What are the symptoms of the disease?
– Progressive visual impairment in one eye, rarely both eyes. The condition occurs for a few hours to several days and usually stays within a couple of weeks, then resolves spontaneously. It can be expressed as in blurry fields in visual perception and fully blindness. When it affected only one eye and the offense is mild, often thanks to the healthy eye, the patient may not even notice the ensuing defect;
– Pain – retro-orbital, which is felt behind the eyeball, in the depths of the eye, or pain in the eye itself. Often the pain is provoked and increases in eye movement. It may precede the occurrence of the decrease of eyesight and generally follows the course of the condition;
– Violation in color perception – patients may experience difficulty in recognizing certain colors lose their perception of contrast to see blurred or less bright than usual. These complaints can in some cases be more pronounced than the decrease in vision;
– Uhthof -vloshavane phenomenon of vision due to exposure to heat and physical exertion;
– Phenomenon Pulfrih – perception circular motion of objects that actually move straight. Probably due to the asymmetrical conductivity between the two optic nerves.

What are the reasons for the occurrence of the disease? 

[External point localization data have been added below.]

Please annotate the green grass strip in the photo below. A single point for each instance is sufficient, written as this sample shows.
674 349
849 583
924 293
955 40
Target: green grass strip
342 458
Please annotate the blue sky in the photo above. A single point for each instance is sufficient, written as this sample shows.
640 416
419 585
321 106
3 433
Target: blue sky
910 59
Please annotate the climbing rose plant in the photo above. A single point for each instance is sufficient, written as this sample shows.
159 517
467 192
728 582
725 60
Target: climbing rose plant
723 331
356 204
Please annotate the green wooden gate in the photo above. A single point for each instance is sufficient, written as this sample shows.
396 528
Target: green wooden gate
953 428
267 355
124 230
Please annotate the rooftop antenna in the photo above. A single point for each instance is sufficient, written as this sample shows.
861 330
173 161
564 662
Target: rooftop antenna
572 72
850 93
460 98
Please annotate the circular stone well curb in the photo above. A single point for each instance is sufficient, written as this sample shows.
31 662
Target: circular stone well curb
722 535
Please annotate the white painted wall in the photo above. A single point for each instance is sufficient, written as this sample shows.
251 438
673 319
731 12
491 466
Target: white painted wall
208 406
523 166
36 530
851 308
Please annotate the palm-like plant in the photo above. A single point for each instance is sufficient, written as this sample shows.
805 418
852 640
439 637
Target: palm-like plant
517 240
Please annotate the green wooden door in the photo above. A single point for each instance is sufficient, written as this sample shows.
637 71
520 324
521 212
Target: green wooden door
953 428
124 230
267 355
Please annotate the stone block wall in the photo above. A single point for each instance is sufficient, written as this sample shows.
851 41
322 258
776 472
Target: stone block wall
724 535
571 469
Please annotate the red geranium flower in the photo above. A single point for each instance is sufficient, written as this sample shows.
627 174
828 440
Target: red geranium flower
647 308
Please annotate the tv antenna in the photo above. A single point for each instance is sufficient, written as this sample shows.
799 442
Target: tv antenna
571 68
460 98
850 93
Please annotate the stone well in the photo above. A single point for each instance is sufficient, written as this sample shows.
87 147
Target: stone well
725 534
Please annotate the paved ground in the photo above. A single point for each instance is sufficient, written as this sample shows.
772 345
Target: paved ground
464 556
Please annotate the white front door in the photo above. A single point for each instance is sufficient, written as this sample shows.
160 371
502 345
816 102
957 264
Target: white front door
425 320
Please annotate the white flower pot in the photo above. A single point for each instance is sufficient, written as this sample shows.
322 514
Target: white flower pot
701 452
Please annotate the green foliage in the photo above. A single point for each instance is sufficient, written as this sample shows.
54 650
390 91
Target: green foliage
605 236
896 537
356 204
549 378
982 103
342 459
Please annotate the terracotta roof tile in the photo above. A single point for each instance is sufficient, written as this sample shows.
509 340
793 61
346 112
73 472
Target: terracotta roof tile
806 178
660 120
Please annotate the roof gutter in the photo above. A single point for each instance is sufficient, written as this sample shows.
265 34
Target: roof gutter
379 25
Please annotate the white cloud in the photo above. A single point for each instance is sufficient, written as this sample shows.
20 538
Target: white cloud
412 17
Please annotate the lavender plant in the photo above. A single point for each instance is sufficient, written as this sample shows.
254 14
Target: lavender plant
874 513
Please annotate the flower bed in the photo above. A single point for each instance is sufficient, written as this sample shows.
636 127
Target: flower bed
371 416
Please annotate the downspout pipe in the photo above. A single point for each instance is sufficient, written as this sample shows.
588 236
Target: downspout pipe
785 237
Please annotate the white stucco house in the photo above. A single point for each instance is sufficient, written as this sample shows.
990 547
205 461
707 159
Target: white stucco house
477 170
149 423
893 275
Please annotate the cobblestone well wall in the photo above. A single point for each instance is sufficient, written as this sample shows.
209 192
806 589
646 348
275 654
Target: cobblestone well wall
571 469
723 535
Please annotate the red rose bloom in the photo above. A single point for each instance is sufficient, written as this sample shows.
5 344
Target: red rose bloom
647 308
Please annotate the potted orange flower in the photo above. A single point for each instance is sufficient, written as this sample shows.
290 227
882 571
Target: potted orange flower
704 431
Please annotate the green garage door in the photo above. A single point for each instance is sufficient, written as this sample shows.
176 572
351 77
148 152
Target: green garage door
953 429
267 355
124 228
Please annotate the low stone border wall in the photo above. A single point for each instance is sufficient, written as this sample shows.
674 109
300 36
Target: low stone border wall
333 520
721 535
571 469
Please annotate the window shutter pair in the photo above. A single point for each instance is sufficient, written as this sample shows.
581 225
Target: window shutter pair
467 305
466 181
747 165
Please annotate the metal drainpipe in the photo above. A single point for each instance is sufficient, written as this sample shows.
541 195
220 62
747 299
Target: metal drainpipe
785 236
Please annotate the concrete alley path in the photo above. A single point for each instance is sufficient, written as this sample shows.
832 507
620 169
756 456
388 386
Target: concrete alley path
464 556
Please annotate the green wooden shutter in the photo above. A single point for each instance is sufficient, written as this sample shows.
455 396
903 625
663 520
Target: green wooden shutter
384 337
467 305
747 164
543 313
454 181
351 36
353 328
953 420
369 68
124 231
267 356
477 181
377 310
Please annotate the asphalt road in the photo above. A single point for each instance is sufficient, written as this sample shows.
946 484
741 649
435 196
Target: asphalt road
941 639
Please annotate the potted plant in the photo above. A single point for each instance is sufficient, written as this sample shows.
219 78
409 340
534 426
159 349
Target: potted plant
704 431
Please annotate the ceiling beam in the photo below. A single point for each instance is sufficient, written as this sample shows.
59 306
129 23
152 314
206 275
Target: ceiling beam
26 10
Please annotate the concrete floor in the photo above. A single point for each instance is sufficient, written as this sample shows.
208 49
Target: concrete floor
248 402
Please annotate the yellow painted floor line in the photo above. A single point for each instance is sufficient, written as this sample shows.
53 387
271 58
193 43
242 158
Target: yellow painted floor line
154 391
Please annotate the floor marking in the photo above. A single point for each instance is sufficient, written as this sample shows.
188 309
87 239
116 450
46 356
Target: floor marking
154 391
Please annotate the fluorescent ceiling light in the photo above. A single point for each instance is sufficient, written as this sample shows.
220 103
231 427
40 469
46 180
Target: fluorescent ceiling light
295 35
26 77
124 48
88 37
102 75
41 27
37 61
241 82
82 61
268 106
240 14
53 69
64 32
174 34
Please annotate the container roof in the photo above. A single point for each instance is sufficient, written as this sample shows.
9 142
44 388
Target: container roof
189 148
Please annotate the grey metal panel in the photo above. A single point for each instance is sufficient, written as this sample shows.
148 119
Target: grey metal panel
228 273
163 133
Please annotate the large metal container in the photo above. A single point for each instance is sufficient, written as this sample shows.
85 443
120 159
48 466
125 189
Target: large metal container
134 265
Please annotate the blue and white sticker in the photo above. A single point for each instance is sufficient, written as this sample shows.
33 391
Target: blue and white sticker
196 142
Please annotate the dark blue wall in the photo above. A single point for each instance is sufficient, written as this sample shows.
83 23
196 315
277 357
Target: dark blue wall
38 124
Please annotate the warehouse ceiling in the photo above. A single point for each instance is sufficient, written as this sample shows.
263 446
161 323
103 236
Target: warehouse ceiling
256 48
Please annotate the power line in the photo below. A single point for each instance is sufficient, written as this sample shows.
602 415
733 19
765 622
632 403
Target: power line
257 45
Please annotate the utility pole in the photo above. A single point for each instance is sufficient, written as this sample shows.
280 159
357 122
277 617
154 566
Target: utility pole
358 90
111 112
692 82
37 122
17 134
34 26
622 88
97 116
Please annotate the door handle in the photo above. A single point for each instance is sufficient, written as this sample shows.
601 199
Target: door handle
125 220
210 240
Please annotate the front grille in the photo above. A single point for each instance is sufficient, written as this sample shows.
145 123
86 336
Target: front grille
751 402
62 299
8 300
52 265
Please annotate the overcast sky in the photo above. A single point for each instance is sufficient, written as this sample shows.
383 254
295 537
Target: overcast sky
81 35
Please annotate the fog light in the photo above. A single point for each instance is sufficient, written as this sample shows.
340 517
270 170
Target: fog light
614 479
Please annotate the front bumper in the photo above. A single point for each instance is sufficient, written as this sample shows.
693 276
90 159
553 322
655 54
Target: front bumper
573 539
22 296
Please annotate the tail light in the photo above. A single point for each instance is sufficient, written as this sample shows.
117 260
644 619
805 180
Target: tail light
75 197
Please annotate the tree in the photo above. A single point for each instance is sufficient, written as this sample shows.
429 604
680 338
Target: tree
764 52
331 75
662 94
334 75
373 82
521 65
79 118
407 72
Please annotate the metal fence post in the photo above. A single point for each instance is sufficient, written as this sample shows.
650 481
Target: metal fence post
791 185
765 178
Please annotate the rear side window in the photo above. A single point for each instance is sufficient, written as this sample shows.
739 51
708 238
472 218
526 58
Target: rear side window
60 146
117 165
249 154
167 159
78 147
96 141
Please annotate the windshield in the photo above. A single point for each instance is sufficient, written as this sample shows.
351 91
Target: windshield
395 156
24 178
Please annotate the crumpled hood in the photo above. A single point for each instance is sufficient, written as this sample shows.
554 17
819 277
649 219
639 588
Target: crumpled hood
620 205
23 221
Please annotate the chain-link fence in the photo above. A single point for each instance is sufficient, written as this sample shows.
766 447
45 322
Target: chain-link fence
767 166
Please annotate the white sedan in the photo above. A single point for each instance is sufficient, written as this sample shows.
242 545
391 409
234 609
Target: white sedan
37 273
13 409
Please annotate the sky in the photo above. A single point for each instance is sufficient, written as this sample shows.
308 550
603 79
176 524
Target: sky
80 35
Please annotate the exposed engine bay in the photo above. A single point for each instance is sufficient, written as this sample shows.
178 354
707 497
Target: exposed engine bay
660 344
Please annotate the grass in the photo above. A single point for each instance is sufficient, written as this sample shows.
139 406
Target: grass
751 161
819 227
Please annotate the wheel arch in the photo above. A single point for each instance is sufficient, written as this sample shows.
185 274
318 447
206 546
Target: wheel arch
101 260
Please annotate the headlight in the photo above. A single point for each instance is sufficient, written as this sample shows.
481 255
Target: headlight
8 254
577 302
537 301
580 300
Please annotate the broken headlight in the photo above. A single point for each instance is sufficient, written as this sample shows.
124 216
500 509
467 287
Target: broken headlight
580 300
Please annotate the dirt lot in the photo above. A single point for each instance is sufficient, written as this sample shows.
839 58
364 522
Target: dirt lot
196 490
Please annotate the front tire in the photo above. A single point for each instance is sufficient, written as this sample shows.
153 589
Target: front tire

The exact cause remains unclear. It is about the occurrence of the autoimmune process in which the body’s immune system is directed against its own tissues, in this case against the myelin sheath of the optic nerve. Many cases of optic neuritis associated with the onset of demyelinating disease – multiple sclerosis and optic neuromyelitis. In the last state unless both optic nerve prejudice and spinal cord with recurrent episodes of blindness, weakness and paralysis. There are isolated cases of optic neuritis. It can also occur in the infectious process, affecting the paranasal sinuses and the orbit of the eyeball, and in the course of systemic viral disease and the like.

What people are affected?
The disease often affects people in a young age – from 20 to 45 years, the incidence in women is twice higher than in men.
 
How is it diagnosed?
Complaints from impaired vision are often the occasion for ophthalmological or nevrooftalmolog where you can establish a decrease in visual acuity, impaired color vision and perception of contrast and brightness of colors, visual field defects in the form of central Scotoma and others. Investigation of the fundus given only in 1/3 of the cases of the presence of inflammation of the optic nerve papilla – ie. papillitis as the process often develops retrobulbar. Study of visual evoked potentials could also offer a variation in conductivity of the visual pathways, even in subclinical proceeded inflammation of the optic nerve. MRI of the brain is one of the priority research to detect other foci of demyelination to form a picture of chronic demyelinating process – usually multiple sclerosis. In 10-12% of patients with optic neuritis was found such demyelinating plaques in the brain, which are still without clinical significance. 10-year risk of developing multiple sclerosis in patients even with only one plate is 56%. Other studies are made with the aim of rejecting the presence of other pathology within which may be evidenced optic neuritis.
 
What is the treatment and prognosis of optic neuritis? 
Treatment depends on the underlying cause for the development of optic neuritis. The most often applied corticosteroids master acute deterioration of vision, without an effect in the long term. Re-growth vision often occurs spontaneously within a few weeks. Often, however, they remain known defects in the perception of colors and their brightness and contrast.